Australia’s guided weapons program needs to get moving

The Albanese government’s new strategy for the Guided Weapons and Explosive Ordnance (GWEO) enterprise adopts a crawl-walk-run approach to building a skilled industrial ecosystem able to co-design and produce advanced guided weapons with allies and partners within 10 years.

This approach, revealed in a speech on 30 October, is sensible, since Australian capability is beginning from low base. But it also risks moving too slowly in a deteriorating strategic environment to produce the right type of weapons in large enough volumes to meet likely scenarios this decade. GWEO must succeed against the odds to deliver capability at the time it is needed most. This will be a tall order if events do not wait for the GWEO ecosystem to fully mature.

The record of GWEO development hasn’t been great. The initial steps for GWEO date back to the 2020 Force Structure Plan of the government of prime minister Scott Morrison. Because four years passed before we got to the specific GWEO plan announced last month, getting guided-weapon rounds out of factory doors and into the hands of the Australian Defence Force is increasingly urgent.

Nonetheless, the GWEO plan’s objectives are sound. It aims to increase readiness by expanding priority war stocks while enhancing preparedness and national resilience through domestic manufacture of key components and weapons, initially supplemented by foreign components. Australian manufactured components will eventually replace those sourced overseas, allowing greater participation of sovereign small to medium enterprises.

In the interim, GWEO will see Australia assemble foreign components of weapons such as Lockheed Martin GMLRS surface-to-surface missiles for use with HIMARS launcher trucks; Kongsberg JSM air-to-ship missiles to be carried on F-35As and F/A-18Fs; and Kongsberg NSM ship-launched or ground-launched anti-ship missiles, which will replace elderly Harpoons.

The timelines are important. On JSM and NSM, the GWEO plan notes that the Australian government has partnered with Kongsberg Defence Australia to establish a new purpose-built factory beside Newcastle Airport in New South Wales. The factory is due to be completed in 2026 and start production in 2027. Combined NSM and JSM full-rate production of 100 rounds a year will be achieved in 2028.

Separately, planned establishment of an Australian Weapons Manufacturing Complex, pending a decision in 2025, will support manufacture of GMLRS components from 2029. At around 4000 rounds a year, the facility’s capacity will be more than a quarter of the current global production rate and more than 10 times current ADF demand.

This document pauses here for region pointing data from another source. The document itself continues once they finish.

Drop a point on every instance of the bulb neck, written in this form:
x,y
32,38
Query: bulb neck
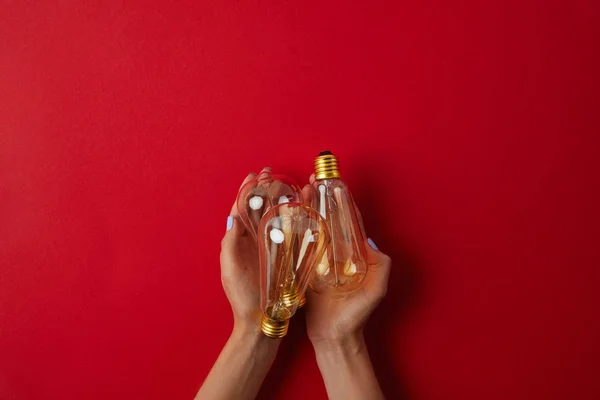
x,y
274,329
290,297
302,301
326,166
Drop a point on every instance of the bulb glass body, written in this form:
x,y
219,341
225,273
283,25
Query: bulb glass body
x,y
292,238
344,266
259,195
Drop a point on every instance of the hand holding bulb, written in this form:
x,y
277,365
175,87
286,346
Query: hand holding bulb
x,y
239,270
334,324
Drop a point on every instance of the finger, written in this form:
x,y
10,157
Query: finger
x,y
265,172
229,245
235,230
234,210
379,268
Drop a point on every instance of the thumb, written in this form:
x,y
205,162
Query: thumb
x,y
379,269
229,243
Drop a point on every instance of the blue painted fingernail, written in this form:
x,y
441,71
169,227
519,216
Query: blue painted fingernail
x,y
372,244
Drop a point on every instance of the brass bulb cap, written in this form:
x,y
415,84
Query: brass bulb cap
x,y
302,301
326,166
274,329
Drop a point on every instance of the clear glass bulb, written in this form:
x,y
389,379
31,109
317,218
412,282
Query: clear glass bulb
x,y
342,269
292,238
257,197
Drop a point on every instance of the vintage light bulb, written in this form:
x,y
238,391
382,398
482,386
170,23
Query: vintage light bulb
x,y
343,267
292,238
257,197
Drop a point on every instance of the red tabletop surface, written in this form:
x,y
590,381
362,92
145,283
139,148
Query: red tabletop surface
x,y
467,131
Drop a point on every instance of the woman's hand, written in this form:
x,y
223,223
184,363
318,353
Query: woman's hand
x,y
248,354
335,328
239,271
341,320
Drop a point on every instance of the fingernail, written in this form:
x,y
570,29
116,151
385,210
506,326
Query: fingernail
x,y
372,244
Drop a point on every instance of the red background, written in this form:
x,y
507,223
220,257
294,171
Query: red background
x,y
467,130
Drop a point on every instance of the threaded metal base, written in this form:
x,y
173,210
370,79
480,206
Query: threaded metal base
x,y
326,166
274,329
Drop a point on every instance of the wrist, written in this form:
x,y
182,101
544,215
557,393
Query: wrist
x,y
251,335
348,344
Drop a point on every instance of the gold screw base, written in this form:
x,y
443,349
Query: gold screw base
x,y
326,166
274,329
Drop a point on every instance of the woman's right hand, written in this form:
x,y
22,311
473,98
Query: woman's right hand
x,y
330,320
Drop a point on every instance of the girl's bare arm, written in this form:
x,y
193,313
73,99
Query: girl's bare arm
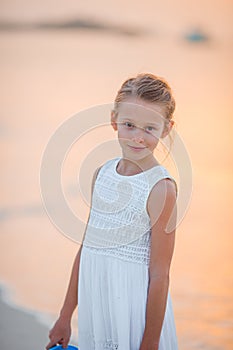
x,y
161,203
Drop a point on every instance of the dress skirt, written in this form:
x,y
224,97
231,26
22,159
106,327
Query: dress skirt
x,y
112,297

Focusing on shorter-range weapons such as GMLRS will enable Australia to build for the United States. This may lead to consideration of more sophisticated and longer-range weapons, including the PrSM, a surface-to-surface weapon with a range of more than 400km. Once PrSM has been developed to a design called Increment 4, it will have a range of 1000km and also be an anti-ship weapon. This leap from the 70km GMLRS would make a much more valuable contribution to ADF requirements for what Defence Minister Richard Marles called ‘impactful projection’.

Beyond that, the GWEO plan signals local production of hypersonic missiles, such as the under-development Raytheon and Northrop Grumman HACM, that will be integrated on the F/A-18F. Such production is set to begin in the 2030s. The GWEO plan also emphasises that in addition to assembling components of missiles, maintaining such weapons is vital and will allow Australia to grow expertise to sustain missile capability for the ADF and for allies.

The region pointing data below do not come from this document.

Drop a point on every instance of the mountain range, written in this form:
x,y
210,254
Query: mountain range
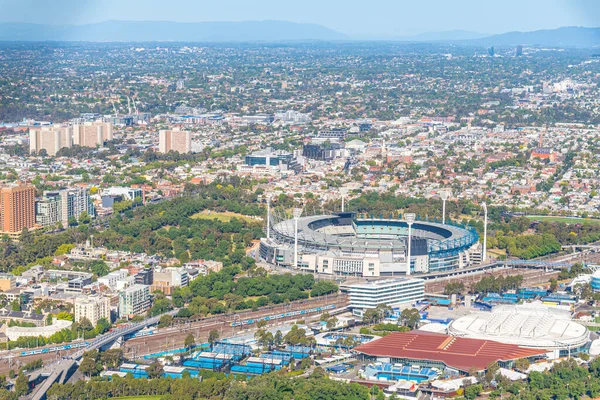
x,y
276,31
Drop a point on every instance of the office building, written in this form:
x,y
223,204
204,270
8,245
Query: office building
x,y
169,279
50,139
291,116
115,194
134,300
321,152
111,280
7,282
17,208
60,205
332,135
267,161
145,277
391,292
92,308
174,140
92,134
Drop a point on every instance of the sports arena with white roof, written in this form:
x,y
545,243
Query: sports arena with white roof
x,y
528,325
346,244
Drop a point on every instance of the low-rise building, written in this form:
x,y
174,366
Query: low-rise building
x,y
391,292
7,282
92,308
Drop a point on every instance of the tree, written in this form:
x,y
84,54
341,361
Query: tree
x,y
63,315
155,370
165,320
522,364
472,391
22,385
213,336
84,218
189,341
88,367
332,323
102,326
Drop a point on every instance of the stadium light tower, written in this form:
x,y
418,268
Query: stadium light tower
x,y
410,219
269,195
444,195
484,252
297,214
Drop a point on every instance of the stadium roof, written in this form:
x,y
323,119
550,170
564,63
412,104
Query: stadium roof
x,y
531,325
459,353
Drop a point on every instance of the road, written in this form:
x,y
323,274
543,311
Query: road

Aside from missiles, the plan calls for local manufacture of 155mm artillery rounds—including the M795 HE All Up Round—with a desired production capacity of 15,000 per year and the capacity to scale up by 2029 to 100,000 per year to meet ADF and global requirements.

Finally, the plan seeks to establish a domestic rocket motor manufacturing capacity by 2030, responding to the inadequacy of global supply. This would allow Australia to meet the needs of the ADF in making missiles here and contribute to allied requirements.

Though it will be some time before Australia begins to see results, the GWEO plan is welcome guidance and much needed by the Australian defence industry. Government and industry now need to work together to meet the objectives of the strategy and ensure progress remains on track.

Success depends on the ability of Australian primes to demonstrate industrial competence in assembling NSM, JSM and GMLRS missiles. The outcomes of this first tranche of effort will shape Australia’s access to global demand with industry partners and the United States government across the spectrum of GWEO-relevant technologies (including seekers, guidance sections, warheads and rocket motors). The outcomes of these efforts will directly inform Australian decisions about research and development into the technologies that are less likely to be shared with us.

The GWEO plan makes it clear that a credible domestic missile and munitions production base is vital for national defence. In future, it is likely the effectiveness of Australia’s strategy of deterrence by denial will be judged on how well the GWEO enterprise performs, what capabilities it delivers, and when.